I don't know about you but in the recent long, dwindling hours of the lock down days caused by the devastating and tragic Covid-19 a particular emotion has gripped the nation- the world, in fact- that has led to a strange discovery. Aside from the obvious and understandable fear that has clamped down on everybody of the deadly coronavirus that has rapidly spread across the globe like wildfire, there is another emotion festering underneath the surface of the general population... boredom!

A lazy, nonchalant boredom which has lingered in the air for the long duration of confinement. With restrictions aplenty and many jobs temporarily put on hold, lock down meant many were left at home -not allowed to leave for the foreseeable future- with no idea of what to do or how to fill the time. In other words: bored. And although boredom is... well, boring... I've discovered over the course of the (seemingly never-ending) time we spent confined in our homes that boredom is actually a very useful and productive tool. 

Of course, it goes without saying that lock down was an extremely stressful time for everyone and nobody should have felt pressurised to be constantly creating or producing or thinking.
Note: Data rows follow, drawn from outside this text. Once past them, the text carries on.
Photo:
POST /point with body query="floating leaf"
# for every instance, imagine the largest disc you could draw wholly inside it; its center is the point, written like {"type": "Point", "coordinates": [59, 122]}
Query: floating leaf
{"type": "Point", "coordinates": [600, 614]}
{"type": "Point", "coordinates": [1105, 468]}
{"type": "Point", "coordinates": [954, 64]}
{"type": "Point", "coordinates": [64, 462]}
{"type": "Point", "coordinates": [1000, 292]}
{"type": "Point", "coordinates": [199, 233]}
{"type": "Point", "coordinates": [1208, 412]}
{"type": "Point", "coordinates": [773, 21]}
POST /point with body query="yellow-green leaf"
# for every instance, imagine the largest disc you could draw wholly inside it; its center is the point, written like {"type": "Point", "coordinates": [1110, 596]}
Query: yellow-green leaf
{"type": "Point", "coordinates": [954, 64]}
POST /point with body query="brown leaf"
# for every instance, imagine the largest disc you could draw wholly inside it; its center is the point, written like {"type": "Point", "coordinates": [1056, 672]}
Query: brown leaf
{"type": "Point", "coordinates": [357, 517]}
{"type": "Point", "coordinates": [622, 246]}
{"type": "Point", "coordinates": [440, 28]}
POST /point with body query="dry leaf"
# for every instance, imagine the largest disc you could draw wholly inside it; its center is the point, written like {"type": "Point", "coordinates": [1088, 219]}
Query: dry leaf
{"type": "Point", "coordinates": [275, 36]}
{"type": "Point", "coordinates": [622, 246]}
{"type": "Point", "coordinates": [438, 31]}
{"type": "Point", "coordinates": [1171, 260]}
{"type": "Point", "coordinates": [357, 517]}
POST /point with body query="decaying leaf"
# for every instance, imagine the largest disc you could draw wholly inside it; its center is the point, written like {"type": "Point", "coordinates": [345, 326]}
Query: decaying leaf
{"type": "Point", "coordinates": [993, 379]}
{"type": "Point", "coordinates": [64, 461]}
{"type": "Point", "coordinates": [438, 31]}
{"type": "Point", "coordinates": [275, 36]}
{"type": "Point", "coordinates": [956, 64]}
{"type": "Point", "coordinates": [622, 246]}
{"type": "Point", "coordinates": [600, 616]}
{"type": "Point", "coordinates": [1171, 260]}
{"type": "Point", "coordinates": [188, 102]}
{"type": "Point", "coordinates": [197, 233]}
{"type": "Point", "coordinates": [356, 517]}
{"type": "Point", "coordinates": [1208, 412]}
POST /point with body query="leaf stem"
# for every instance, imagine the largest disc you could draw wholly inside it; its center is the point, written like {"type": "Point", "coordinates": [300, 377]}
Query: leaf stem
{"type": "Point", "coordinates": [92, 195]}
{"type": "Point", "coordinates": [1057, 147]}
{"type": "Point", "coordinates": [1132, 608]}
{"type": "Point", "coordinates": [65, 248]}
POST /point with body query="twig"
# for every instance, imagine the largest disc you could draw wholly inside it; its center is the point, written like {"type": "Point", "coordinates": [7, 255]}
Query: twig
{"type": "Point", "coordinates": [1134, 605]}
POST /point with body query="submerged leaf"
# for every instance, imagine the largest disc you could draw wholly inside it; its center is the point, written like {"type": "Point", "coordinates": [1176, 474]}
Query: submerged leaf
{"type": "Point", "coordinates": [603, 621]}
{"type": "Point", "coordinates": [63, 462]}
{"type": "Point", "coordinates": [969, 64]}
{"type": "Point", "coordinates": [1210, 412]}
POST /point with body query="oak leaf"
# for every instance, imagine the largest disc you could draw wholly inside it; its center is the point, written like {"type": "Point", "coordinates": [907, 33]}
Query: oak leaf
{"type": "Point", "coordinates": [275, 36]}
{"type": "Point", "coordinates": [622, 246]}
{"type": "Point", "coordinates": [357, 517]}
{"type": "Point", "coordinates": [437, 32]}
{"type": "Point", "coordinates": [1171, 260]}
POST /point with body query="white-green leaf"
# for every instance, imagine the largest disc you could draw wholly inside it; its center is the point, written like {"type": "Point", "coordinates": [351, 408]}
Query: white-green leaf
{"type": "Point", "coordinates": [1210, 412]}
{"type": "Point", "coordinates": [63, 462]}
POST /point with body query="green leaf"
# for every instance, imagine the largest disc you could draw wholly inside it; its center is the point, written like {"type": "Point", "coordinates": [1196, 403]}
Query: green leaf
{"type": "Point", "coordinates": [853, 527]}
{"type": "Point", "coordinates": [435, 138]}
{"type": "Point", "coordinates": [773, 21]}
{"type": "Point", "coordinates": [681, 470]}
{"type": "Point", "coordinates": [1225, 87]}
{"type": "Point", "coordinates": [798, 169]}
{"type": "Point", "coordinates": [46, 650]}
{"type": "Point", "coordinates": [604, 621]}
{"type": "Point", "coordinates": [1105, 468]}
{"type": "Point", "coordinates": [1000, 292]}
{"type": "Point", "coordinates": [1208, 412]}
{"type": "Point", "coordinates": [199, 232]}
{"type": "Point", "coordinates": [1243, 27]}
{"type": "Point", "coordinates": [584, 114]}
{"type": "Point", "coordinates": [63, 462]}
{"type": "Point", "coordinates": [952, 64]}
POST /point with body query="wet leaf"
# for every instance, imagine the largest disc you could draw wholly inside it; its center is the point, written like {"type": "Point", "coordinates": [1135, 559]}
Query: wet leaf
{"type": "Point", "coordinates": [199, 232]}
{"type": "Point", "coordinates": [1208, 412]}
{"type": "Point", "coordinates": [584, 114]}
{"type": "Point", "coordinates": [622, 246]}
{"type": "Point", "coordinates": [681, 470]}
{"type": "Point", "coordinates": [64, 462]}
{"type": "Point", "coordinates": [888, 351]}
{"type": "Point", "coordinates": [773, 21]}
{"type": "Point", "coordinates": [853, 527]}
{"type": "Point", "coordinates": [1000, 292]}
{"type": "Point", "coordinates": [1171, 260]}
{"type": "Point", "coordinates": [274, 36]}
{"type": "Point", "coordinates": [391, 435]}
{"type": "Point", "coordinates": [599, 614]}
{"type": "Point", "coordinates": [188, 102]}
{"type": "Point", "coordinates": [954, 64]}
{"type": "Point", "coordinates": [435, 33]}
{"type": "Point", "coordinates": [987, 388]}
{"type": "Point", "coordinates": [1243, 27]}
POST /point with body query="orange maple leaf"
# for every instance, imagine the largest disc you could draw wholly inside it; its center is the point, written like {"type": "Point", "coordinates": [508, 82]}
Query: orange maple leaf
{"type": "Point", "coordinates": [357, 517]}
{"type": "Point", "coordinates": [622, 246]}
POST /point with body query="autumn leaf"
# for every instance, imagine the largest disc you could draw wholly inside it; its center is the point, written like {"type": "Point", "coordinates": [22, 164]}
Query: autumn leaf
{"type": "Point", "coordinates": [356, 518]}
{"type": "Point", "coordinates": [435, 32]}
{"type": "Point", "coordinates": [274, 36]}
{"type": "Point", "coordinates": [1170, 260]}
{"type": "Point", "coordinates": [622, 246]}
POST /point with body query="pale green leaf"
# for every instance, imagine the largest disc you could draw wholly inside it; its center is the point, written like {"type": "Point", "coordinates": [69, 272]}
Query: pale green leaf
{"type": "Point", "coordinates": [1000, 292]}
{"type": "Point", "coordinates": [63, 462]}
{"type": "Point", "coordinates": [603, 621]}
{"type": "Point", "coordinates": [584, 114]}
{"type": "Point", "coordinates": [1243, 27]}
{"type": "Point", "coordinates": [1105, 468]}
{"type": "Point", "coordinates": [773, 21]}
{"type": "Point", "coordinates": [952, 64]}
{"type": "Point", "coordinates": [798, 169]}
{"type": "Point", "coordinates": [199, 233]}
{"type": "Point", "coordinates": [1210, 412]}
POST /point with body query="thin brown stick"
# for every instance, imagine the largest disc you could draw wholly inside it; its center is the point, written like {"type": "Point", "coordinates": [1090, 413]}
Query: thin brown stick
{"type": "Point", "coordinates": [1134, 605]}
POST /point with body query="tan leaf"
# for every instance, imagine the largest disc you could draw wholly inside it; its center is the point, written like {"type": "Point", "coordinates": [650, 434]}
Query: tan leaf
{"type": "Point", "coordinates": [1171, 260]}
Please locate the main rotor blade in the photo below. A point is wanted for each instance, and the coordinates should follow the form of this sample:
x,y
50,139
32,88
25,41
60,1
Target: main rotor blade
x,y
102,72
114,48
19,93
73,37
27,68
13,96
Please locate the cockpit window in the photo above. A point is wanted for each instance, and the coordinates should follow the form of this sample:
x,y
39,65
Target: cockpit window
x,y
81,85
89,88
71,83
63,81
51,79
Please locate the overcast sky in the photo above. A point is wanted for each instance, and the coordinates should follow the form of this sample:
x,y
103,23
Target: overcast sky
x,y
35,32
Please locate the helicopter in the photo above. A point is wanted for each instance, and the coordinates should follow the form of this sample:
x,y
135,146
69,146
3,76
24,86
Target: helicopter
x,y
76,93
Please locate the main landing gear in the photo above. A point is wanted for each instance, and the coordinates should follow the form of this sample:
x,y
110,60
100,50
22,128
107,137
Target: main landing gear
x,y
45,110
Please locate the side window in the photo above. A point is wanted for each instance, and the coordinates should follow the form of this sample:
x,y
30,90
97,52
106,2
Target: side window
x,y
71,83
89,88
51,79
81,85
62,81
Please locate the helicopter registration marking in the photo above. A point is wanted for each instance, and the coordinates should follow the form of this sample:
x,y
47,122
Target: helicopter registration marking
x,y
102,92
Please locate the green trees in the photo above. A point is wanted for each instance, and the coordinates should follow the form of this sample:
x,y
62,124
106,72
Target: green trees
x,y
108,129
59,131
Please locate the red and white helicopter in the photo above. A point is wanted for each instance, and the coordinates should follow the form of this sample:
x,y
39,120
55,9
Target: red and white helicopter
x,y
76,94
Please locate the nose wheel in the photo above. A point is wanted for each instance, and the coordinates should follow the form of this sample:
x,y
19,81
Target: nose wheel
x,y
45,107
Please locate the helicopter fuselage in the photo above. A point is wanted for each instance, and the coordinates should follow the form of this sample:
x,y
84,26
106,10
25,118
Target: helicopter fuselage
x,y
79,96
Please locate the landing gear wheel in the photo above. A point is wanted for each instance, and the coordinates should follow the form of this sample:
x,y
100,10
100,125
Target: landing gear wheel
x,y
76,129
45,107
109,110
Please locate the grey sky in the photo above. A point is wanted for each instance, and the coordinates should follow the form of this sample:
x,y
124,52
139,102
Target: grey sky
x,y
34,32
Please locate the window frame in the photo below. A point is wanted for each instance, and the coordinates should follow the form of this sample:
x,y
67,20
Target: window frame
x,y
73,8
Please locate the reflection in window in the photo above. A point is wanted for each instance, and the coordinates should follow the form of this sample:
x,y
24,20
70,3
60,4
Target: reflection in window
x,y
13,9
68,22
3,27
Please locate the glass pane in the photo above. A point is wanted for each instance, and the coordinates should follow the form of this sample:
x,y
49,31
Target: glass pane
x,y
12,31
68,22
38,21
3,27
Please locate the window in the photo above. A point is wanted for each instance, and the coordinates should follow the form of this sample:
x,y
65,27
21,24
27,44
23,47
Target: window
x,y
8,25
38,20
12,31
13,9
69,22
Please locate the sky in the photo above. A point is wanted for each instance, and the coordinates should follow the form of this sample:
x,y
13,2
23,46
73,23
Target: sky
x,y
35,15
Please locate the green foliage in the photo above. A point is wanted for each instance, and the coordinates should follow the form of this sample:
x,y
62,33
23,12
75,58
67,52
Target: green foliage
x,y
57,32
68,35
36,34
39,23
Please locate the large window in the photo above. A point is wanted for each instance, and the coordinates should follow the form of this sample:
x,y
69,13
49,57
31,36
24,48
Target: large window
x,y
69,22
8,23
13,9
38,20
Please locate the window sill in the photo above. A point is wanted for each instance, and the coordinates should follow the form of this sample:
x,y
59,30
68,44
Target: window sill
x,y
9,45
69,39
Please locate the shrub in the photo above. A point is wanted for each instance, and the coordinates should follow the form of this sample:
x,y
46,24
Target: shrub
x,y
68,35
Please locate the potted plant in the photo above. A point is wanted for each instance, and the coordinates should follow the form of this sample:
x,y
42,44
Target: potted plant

The most important aspect of lock down (or any other difficult, emotional experience) should be centred on people's safety and mental health. Also many had important priorities that needed to be placed at the top of the to-do list such as home-schooling, working from home, caring for family, ect. Yet there was still a massive percentage of the nation who felt bored in lock down, who regularly found themselves splayed on the sofa having previously exhausted all viable television options showing, repeating the glum mantra of 'I'm so bored, I have nothing to do,I'm so BORED, there's absolutely nothing to do'. 

Previously I would've found this boredom challenging and tedious, allowing it to accumulate into an angry ball of sadness and frustration in the pit of my stomach which would leave me restless and unsatisfied for the rest of the day. But now I have come to see boredom for what it really is: a trusty ally, an old pal, a buddy to lean on in times of need. For it is out of boredom that some of the world's most amazing, inspiring creations have been born. Art and music and fashion and books all synonymous with their their common catalyst. The tiny, flickering ember of boredom nagging away at a person until suddenly it triggers a reaction (an abrupt and magical chemical collision of sorts) and a flame is ignited, eventually morphing into a roaring fire of passion and creativity. Boredom spurs us on. It encourages us to be creative, to sing, to dance, to draw, to write. The problem is that boredom is often seen as a bad thing to try and avoid but this just simply isn't the case. In fact it is such a wondrous device of creation that it's a shock so many go out of their way to prevent it! 

Now that we're out of confinement boredom may not be such a frequent emotion that we're faced with. However it will undoubtedly still play some sort of role in our lives, occasionally cropping up from time to time. I think it's important to remember the way that boredom can be positively manifested and used for the better. Rather than just a swirling whirlwind of impending doom, pent-up anger and burning hot hopelessness it is one of the most powerful tools we have, as humans, in our inventory. Next time the cold beast of boredom hits us in the face and attempts to stare us down with it's dead, glazed eyes we mustn't run away screaming. Instead we should stand our ground and question 'what could I do with this time instead of spiralling into a boredom-fuelled existential dread?' and then we should do that thing, whatever it may be: gardening or baking or cycling or painting or writing a letter to your Gran or choreographing a complicated dance routine to the theme tune of the great British bake off. Than we can glance back at the cold beast of boredom and realise in retrospect that all along the beast was actually a cute, fluffy, baby dragon that only ever wanted to help us out in the first place by secretly coercing us into doing something positive with our time.

In short boredom is seen as scary when really it's an incredibly useful, positive tool when dealt with wisely.